The Master in Advanced European and International Studies is a one-year advanced master's study programmes designed for students who have at least completed their undergraduate studies with obtained academic degrees equivalent to or higher than a full-time Bachelor's. The programmes focus on European and International studies. Aimed at giving students an encompassing vision of the political, social, economic, and cultural issues of modern world, the programme has the unique feature of promoting European mobility of its students. There are three branches available, each of them designed to allowing the students to live in different countries and experience different aspects of European integration and foreign politics, also allowing them to develop, inter alia, languages' knowledge and other soft skills. This master's study programme is divided into the following branches by the unique characteristics of the faculty, the curriculum, the locations of lectures and the students. At the end of the programme, the participants are required to independently complete and successfully defend a qualified master's thesis which strictly conforms to contemporary international academic standards and requirements at the directorship of a member of the faculty.

==== The Trilingual Studies branch (English, French, German) ====
Established over 40 years ago, the Trilingual branch of the Master in Advanced European and International Studies is the longest-standing educational programme of CIFE. Over the years, more than 2000 students, from over 100 countries, have followed this course. It is known to be one of the few master's programmes in European and International Studies where the languages of instruction are three: French, English, and German. The programme of the Trilingual branch includes terms in Nice, Berlin and Canterbury. A study trip to the European and international institutions completes the programme. The approaches adopted in this programme offer students and educators alike with enriching perspectives: in Nice, the French vision of Europe prevails; in Berlin the perspective on Central and Eastern Europe is approached, from a standpoint which allows to analyse the Enlargement of the European Union process. Overall, the Trilingual branch seeks to offer the students insight into the fundamental elements of European integration: French-German relations.

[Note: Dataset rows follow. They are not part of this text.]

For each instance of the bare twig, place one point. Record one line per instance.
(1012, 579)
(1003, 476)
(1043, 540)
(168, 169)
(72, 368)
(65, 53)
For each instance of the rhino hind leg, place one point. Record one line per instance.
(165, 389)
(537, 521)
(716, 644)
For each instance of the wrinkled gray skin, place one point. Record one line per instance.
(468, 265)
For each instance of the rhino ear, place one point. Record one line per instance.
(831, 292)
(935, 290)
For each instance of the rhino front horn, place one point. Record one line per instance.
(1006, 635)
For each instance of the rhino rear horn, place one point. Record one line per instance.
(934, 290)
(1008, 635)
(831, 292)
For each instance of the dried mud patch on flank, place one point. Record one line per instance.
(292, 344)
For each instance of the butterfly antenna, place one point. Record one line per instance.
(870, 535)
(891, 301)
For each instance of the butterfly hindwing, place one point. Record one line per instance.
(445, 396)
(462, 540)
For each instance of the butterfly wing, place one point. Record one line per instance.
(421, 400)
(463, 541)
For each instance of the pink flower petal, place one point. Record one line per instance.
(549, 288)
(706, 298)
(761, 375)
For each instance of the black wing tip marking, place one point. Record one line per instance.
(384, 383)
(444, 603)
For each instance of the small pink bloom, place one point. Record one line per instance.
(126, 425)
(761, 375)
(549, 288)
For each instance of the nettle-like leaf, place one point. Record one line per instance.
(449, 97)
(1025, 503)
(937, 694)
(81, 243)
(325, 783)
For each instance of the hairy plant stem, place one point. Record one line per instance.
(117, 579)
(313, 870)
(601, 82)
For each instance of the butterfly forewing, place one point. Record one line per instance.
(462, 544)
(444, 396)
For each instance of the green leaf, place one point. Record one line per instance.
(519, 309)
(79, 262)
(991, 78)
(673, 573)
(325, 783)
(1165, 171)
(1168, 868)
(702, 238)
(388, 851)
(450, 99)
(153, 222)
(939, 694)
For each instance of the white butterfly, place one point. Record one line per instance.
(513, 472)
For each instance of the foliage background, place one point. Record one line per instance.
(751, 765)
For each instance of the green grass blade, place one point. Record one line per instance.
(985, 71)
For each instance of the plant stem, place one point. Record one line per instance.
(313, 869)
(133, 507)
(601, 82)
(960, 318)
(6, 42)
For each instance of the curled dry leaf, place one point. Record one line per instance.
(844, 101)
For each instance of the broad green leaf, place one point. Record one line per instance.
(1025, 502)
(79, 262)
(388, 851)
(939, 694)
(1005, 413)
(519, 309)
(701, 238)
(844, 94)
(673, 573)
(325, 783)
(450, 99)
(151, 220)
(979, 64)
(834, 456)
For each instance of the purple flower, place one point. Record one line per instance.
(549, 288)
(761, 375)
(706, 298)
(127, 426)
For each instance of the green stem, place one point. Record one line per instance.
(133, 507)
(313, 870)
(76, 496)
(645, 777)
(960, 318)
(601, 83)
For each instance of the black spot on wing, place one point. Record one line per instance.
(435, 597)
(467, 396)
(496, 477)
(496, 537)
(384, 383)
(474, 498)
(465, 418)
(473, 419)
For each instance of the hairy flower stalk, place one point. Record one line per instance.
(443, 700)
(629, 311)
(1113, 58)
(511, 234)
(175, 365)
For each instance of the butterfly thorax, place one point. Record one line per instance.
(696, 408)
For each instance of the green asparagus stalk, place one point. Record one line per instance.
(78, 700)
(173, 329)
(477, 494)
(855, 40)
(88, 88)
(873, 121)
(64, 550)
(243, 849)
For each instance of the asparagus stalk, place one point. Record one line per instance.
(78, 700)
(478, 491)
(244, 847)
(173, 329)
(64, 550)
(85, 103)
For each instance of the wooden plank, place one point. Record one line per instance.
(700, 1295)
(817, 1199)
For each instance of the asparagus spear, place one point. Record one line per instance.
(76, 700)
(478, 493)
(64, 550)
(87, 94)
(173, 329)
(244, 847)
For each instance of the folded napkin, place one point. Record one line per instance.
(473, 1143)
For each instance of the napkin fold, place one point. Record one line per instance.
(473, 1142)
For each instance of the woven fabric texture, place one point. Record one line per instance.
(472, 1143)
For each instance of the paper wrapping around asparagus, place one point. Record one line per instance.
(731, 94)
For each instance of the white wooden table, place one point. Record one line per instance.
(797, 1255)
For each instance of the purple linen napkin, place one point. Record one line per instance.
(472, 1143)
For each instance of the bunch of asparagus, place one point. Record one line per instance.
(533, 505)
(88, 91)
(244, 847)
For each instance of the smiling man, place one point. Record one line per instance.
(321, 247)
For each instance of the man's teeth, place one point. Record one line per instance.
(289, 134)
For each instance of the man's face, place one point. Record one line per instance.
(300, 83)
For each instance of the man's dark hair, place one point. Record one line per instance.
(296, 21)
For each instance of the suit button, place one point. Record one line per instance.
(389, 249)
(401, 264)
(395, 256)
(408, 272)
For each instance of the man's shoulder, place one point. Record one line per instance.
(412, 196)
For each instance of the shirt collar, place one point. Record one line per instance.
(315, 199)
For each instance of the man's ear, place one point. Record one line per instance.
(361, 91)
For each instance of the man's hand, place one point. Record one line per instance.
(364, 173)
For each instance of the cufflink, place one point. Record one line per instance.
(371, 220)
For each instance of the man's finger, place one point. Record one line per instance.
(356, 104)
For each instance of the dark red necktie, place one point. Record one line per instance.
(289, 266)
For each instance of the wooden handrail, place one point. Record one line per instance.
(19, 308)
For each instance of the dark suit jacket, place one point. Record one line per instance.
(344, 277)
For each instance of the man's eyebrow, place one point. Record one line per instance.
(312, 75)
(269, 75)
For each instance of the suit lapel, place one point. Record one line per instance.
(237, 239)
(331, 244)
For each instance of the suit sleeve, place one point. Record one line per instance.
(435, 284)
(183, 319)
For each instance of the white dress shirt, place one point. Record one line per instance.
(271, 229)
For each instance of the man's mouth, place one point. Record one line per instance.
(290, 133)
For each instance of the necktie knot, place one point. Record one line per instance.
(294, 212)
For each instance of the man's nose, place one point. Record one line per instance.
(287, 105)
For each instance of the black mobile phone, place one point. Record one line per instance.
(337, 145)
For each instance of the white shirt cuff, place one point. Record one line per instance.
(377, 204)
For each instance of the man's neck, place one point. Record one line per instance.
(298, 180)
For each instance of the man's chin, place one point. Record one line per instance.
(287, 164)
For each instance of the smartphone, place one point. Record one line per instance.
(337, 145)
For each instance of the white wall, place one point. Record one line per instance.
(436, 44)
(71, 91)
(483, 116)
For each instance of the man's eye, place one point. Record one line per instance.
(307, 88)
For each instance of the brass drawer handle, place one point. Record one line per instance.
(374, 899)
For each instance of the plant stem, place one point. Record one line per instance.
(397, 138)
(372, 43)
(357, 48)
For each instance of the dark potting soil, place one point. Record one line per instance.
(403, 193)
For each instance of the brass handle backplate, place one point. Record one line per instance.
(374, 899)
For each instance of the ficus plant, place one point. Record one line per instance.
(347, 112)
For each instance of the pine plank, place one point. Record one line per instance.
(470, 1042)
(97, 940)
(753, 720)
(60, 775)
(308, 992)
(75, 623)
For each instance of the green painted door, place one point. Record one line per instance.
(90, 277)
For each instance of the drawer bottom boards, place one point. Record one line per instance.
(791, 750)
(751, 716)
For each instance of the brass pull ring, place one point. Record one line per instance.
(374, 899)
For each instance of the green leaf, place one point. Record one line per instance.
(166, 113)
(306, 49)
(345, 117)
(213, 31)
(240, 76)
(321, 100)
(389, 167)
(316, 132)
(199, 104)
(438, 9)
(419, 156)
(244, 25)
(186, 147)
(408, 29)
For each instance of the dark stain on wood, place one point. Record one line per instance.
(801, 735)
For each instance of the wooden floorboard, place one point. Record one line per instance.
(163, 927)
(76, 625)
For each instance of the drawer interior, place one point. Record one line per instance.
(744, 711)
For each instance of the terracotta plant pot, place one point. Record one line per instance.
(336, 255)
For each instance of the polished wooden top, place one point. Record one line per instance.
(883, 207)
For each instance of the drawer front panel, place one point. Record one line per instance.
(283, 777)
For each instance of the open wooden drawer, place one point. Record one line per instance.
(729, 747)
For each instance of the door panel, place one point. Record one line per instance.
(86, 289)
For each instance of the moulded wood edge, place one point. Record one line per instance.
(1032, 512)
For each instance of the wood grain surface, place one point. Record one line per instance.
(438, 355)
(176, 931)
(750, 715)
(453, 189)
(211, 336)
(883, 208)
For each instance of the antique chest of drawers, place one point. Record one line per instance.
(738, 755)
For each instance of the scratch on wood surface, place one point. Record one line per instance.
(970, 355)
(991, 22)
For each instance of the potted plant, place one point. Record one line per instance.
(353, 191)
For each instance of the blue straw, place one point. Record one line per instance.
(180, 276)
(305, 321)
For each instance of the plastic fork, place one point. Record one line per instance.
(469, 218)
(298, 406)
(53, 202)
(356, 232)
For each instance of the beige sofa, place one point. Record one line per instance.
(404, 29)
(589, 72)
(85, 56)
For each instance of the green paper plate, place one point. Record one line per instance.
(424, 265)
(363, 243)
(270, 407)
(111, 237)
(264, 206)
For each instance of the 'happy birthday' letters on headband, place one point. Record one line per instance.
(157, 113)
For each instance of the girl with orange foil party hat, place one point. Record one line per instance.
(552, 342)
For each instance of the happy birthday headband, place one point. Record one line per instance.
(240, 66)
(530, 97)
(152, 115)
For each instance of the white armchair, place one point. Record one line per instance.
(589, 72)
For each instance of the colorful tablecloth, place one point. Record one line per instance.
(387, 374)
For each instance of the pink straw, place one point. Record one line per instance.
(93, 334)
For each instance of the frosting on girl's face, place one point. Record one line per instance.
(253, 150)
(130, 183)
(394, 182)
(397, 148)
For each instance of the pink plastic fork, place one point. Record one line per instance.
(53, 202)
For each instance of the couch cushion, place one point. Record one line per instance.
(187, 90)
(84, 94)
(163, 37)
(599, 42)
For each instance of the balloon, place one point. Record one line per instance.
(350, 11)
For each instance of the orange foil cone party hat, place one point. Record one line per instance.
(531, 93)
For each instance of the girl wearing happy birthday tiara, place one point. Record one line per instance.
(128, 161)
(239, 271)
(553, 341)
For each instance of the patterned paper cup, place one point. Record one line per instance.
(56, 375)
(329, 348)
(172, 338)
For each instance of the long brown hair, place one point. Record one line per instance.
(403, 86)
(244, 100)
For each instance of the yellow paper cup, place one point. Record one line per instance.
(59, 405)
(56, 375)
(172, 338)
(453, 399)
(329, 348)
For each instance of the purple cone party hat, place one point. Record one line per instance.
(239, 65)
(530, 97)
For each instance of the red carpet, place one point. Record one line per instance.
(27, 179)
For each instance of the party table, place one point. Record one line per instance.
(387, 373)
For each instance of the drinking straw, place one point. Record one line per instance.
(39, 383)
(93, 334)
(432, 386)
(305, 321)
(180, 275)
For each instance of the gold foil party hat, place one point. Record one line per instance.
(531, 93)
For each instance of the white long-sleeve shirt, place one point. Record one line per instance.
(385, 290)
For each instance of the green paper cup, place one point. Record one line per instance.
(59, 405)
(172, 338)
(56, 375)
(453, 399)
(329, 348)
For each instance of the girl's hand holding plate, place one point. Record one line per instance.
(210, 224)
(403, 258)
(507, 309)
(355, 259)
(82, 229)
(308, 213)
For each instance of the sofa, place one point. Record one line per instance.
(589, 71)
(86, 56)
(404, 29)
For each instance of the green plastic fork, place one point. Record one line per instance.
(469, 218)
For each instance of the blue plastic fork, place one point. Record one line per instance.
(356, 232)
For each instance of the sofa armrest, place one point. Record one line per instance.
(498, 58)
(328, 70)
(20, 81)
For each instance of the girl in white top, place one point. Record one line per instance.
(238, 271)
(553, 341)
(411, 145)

==== The European Integration and Global Studies branch ====
The Anglophone branch started in October 2005, at the very moment the negotiations for the Accession of Turkey to the European Union began. To help the students analysing this process, the programme includes terms in Istanbul, Nice and Berlin, and it is complemented by a study trip to European and international organisations in Europe. In Istanbul, the process of the Europeanization of Turkey is a central topic, together with the neighbourhood policies and external relations of the European Union with the Caucasus countries and Central Asia. In Nice, the students continue to be cultivated with topics of both historical and contemporary significance with the help of distinguished professors, experts and current and former employees of EU bodies, governments and international organisations EU-wide; they undergo mid-term examinations and are taken to selected EU institutions international organisations and governments for formal visits. And in Berlin, the students prepare themselves for final examinations and thesis drafting. Meanwhile, they are encouraged to participate in academic activities held across Berlin by various universities and organisations. Successful candidates graduate with Master in Advanced European and International Studies, 60 ECTS credits.

==== The Mediterranean Studies branch - (English and French) ====
To follow the evolution of international context triggered by the events of the Arab Spring, in March 2015 a Memorandum of understanding was signed by CIFE and the Université internationale de Tunis, which lead to the creation of a Mediterranean branch of the Master, with study-locations Nice, Tunis and Istanbul.